When the Body Keeps the Score pdf

Why do addiction and mental illness age us? The answer lies in the physiological toll of chronic stress.


Conditions like severe depression, bipolar disorder, and substance use disorders place the body in a state of constant "allostatic load"—essentially, the wear and tear accumulated from repeated stress. This triggers a cascade of biological events:

  • Chronic Inflammation: A persistent immune response that damages healthy cells.

  • Oxidative Stress: An imbalance that harms DNA.

  • Epigenetic Changes: Alterations in how our genes express themselves, often mimicking the patterns seen in elderly individuals.


Historically, medicine has separated the mind from the body. You saw a psychiatrist for your mood and a cardiologist for your heart. Our approach argues that this separation is a fallacy. Mental illness is a whole-body event that manifests as rapid aging at the cellular level.


The Twist: Aging is Not a One-Way Street

Here is where the narrative shifts from grim to hopeful.

For decades, we believed that once biological damage was done, it was permanent. If you aged your heart or your brain through years of stress or substance abuse, that was it.

New science suggests otherwise.

We study these drivers of aging specifically because they are reversible.
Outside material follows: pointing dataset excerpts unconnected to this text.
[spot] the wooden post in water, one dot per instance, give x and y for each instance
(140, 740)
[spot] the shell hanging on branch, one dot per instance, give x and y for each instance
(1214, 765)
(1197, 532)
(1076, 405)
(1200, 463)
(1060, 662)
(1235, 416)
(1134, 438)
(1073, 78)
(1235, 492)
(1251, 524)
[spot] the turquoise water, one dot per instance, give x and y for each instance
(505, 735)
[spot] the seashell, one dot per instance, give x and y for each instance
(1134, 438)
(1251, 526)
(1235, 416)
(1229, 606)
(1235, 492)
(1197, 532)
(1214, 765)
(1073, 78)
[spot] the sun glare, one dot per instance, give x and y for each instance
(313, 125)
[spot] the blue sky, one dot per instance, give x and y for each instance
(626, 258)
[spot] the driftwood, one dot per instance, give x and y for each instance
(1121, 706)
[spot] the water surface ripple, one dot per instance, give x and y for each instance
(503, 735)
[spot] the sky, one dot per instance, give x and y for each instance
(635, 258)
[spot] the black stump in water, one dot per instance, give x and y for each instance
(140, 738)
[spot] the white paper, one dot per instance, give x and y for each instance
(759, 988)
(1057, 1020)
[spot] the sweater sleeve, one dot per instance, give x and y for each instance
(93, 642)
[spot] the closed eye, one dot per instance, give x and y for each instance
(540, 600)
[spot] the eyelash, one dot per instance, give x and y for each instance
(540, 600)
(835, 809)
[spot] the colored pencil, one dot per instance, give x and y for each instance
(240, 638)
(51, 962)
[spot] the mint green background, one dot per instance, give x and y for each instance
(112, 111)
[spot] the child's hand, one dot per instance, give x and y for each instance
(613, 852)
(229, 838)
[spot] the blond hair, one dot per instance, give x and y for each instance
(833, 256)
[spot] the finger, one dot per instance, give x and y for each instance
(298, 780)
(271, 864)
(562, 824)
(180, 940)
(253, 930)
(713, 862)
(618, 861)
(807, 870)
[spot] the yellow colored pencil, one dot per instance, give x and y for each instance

The human body, and particularly the brain, retains a remarkable capacity for plasticity. When we effectively treat addiction or manage SMI, we don't just stop the clock; in some biological markers, we can actually turn it back.

  • Neurogenesis: The brain can form new connections, repairing cognitive deficits.

  • Telomere Stabilization: Effective stress management and sobriety can slow the shortening of telomeres (the protective caps on our DNA).

  • Inflammation Reduction: As mental health stabilizes, systemic inflammation often recedes, allowing the body to repair functional tissue.


The Goal: Healthspan > Lifespan

We are not just interested in helping people live longer; we want them to live better. This is the difference between lifespan (years of life) and healthspan (years of healthy life).

Our mission targets three specific pillars of healthspan:

  1. Cognitive Healthspan: Preserving memory, focus, and executive function. It’s about having the mental clarity to pursue work, hobbies, and learning well into later life.

  2. Emotional Healthspan: Extending the period of life where one feels emotionally stable, resilient, and capable of connecting with others.

  3. Functional Healthspan: Maintaining the physical energy and capability to perform daily tasks and enjoy physical independence.


A New Paradigm for Recovery

By viewing mental health through the lens of biological aging, we validate the severity of these conditions while offering a tangible path forward. Recovery isn't just about "feeling better"—it is about physically rejuvenating your system.

We are rewriting the story of mental illness. It is not a permanent sentence of decline; it is a reversible condition. With the right interventions, we can help patients reclaim not just their happiness, but their biological vitality.